Bryan Cantrill, one of Oracle’s brightest young senior engineers, announced July 25 in his blog that he is leaving the company.
Cantrill is one of a number of high-profile Sun Microsystems employees that have left Oracle since its January acquisition of Sun. Others include CEO Jonathan Schwartz, board chairman Scott McNealy, Java guru James Gosling, XML co-creator Tim Bray, and open-source evangelist Simon Phipps.
Cantrill, who started at Sun Microsystems in 1996, was the key developer of Sun’s Solaris DTrace data center analytics software tool and a prime mover behind the Fishworks team-along with fellow engineer Mike Shapiro-that created the highly successful “Amber Road” storage appliance.
Amber Road eventually became Sun’s, now Oracle’s, NAND flash-optimized S7000 storage system, the company’s hottest-selling and most progressive storage product.
Cantrill’s creation, DTrace, solves a problem software engineers had struggled with for decades.
DTrace is a dynamic tracing facility built into Solaris that helps developers look at, use and write applications for, and manage, general-purpose operating systems. DTrace is able to deliver sets of real-time telemetry data that support business processes.
DTrace analytics enable IT managers to follow a query from start to finish through the server/storage system in order to identify bottlenecks and solve them.

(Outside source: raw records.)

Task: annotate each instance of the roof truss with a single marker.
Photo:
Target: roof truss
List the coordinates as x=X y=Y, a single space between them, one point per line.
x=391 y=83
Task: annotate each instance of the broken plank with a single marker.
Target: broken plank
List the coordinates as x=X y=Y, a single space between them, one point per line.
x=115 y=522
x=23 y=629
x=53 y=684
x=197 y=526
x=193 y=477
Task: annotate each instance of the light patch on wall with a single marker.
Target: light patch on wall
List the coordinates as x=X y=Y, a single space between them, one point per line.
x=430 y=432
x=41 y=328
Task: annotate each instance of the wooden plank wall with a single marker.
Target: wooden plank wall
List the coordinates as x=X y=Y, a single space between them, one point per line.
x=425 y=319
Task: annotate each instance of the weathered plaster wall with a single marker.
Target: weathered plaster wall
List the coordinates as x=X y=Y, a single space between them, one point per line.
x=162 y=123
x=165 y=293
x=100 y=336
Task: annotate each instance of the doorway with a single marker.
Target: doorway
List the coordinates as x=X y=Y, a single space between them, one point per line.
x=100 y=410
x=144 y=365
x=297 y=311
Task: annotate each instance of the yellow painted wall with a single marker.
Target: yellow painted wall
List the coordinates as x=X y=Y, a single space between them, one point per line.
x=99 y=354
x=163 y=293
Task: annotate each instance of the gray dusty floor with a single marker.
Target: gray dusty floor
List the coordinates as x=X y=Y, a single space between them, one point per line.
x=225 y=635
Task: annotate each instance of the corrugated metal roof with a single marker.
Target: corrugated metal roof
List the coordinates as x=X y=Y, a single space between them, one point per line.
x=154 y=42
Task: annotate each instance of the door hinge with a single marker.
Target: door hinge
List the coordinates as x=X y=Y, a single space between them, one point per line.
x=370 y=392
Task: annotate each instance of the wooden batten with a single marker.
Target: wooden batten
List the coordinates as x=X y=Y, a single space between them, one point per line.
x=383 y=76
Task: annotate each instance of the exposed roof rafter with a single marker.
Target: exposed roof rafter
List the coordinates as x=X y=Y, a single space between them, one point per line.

DTrace can probe all of the following protocols: NFS (Network File System), CIFS (Common Internet File System), FTP, SFTP, HTTP, FC, iSCSI and SRP.
Thus, administrators can quickly locate and manage SAN (storage area network) workload hot spots and bottlenecks, understand how configuration and application changes affect the storage system, and provision NAND flash storage capabilities without guesswork.
“The time has come for me to venture again into something new-but this time it is to be beyond the company’s walls,” Cantrill wrote. “This is obviously with mixed emotion; while I am excited about the future, it is very difficult for me personally to leave a company in which I have had such close relationships with so many.”
Cantrill, who didn’t say what he’ll be doing next, recounted the early days of Fishworks in the blog.
“In 2006, itching to try something new, Mike [Shapiro] and I talked the company into taking the risk of allowing several of us to start Fishworks,” Cantrill wrote. “That Sun supported our endeavor so enthusiastically was the company at its finest: empowering engineers to tackle hard problems, and inspiring them to bring innovative solutions to market.
“And with the budding success of the 7000 Series, I would like to believe that we made good on the company’s faith in us-and more generally on its belief in innovation as differentiator.”
Amber Road was launched on Nov. 10, 2008, and has been a strong seller ever since.
Oracle last upgraded its S7000 systems only a month ago.